Мы сейчас в командировке. И обещая написать в газету о своих впечатлениях из поездки в поездку, я должна сообщить конкретные факты и что сделано. А получаются, вижу, очень какие-то личные мысли. Потому что везде в провинции, где останавливается наша машина, возле нее появляется бабушка с пачкой документов в сетке, за ней — дедушка с орденами, а за ним — тетка с детьми. Почему вы думаете, что мы можем вам помочь с квартирой, с работой, с пенсией? Я растеряна. Бабушка, пожевав гармошкой старческого рта, выговорила вдруг: «А у вас имидж такой». Она не знает про имидж. Она хотела сказать «долг» — чтобы это было мне понятно, на современном языке.

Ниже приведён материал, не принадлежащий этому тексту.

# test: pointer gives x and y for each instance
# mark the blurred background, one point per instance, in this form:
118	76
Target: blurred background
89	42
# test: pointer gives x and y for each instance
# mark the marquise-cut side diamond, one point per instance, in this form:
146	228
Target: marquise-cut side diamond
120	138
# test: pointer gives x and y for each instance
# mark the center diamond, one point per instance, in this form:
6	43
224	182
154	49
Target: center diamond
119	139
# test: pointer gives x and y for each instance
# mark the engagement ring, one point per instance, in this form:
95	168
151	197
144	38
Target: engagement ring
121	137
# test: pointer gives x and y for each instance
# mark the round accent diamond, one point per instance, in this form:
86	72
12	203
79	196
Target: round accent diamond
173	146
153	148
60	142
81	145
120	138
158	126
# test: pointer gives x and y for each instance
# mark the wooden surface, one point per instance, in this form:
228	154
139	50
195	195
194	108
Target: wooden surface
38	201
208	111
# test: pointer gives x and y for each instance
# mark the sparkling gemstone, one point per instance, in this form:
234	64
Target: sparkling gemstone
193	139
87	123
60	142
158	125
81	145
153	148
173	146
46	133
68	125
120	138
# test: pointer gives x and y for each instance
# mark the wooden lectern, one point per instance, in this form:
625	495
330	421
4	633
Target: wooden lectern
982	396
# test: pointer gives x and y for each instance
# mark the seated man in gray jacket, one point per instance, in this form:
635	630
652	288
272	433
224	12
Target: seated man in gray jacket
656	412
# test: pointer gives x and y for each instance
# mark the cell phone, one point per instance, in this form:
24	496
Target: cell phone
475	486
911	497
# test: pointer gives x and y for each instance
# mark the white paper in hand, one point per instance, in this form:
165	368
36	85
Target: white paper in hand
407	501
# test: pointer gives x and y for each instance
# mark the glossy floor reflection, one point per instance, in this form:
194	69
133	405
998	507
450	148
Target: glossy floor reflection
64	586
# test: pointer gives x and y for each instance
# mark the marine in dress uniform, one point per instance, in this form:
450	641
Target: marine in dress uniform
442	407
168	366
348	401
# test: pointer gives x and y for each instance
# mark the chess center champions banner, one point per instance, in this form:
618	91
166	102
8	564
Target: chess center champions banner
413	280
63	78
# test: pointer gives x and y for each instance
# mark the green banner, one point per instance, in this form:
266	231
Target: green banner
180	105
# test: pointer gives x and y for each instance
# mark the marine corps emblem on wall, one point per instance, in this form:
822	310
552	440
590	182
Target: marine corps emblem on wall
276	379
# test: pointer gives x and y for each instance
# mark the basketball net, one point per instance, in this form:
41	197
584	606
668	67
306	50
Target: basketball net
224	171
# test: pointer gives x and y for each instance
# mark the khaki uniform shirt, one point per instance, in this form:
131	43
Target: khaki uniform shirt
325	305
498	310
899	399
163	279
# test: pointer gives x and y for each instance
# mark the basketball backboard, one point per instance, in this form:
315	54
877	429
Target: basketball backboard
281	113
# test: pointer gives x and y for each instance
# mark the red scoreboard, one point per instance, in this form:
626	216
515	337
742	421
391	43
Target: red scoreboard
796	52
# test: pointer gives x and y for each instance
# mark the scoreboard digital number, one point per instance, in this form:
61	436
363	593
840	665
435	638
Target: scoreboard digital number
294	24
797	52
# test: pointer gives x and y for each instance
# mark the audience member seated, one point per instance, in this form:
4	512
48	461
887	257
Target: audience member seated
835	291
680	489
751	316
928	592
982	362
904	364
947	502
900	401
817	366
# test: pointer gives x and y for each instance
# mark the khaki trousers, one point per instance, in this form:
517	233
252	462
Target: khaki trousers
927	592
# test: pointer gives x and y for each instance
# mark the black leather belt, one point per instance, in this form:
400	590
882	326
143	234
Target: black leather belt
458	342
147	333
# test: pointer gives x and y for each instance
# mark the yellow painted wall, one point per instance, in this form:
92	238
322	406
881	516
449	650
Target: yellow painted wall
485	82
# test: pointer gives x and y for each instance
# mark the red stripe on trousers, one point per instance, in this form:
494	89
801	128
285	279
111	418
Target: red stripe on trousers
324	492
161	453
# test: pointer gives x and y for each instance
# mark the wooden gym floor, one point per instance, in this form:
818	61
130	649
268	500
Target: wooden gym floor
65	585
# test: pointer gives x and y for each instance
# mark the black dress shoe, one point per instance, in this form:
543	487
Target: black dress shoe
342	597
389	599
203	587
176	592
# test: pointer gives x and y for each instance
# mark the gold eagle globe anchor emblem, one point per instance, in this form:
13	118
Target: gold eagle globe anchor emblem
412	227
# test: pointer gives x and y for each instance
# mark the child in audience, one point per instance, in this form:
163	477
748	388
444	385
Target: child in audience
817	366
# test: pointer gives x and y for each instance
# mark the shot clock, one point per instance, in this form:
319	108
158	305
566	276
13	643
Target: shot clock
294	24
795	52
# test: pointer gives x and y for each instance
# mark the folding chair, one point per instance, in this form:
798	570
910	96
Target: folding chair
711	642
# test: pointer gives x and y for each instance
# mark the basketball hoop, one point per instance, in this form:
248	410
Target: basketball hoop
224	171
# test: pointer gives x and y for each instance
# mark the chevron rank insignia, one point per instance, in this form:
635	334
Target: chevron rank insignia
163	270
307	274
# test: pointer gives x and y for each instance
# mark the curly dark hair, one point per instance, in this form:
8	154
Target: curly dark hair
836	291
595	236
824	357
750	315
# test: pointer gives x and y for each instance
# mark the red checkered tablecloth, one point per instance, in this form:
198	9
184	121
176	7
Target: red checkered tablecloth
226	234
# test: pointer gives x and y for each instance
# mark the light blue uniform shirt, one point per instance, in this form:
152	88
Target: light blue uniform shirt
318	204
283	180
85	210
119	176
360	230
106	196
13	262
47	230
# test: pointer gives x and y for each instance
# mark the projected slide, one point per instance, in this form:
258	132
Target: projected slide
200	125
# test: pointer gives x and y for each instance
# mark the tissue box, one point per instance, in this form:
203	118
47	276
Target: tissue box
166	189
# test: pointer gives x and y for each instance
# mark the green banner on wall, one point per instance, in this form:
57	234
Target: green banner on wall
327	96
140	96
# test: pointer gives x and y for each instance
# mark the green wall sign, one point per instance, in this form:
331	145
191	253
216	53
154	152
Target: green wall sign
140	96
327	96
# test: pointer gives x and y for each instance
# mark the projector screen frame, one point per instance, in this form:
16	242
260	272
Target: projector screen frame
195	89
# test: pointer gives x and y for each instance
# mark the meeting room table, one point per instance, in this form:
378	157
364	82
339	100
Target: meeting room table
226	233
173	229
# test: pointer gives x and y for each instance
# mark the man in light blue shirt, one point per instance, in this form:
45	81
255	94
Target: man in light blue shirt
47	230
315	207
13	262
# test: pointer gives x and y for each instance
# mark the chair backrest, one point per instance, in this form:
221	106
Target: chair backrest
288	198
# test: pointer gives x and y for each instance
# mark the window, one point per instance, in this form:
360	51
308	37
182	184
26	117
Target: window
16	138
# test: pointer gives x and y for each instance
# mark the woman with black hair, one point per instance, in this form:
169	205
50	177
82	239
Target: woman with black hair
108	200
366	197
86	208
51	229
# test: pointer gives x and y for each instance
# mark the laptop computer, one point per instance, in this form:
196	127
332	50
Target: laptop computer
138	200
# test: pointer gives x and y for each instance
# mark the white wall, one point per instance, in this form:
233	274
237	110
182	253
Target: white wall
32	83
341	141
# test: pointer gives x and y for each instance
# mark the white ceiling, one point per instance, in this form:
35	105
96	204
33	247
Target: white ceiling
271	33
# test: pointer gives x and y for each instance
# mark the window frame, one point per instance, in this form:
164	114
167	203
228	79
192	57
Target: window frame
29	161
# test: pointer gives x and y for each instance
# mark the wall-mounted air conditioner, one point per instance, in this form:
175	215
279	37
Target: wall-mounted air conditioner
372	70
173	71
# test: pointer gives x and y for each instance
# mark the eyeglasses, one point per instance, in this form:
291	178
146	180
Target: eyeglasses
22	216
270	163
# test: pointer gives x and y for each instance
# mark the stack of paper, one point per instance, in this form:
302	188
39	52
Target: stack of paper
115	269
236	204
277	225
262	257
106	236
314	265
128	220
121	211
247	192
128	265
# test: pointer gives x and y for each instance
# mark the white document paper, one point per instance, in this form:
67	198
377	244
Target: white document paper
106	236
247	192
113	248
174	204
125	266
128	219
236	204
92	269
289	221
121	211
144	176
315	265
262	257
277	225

Мои впечатления, таким образом, таковы: они все хотят сделать из меня человека. Уже который день не открывает глаза моя бабушка Оля, отказываясь ждать будущего без любви и смысла работы, звонит из богадельни бабушка Александра Никитовна со своей мечтой о стакане бульона, в сумке — письмо от моего друга Романа. На шахте, о которой мы снимали программу, которая многим понравилась, шахтеры вскрывают себе вены, проданный во Львове мальчик по-прежнему живет у журналистов, продавшая его мамаша все еще не лишена на него прав, а Юрчика по-прежнему пытаются выманить в приют, зараженный ВИЧ комбайнер Юра все еще не может собрать справки, чтобы доказать, зачем ему такие деньги за причиненный ему ущерб...
Вот отчет о проделанной работе — пока ничего... И вы думаете, мы можем помочь? Поезжай снова и не плачь — сказано же тебе.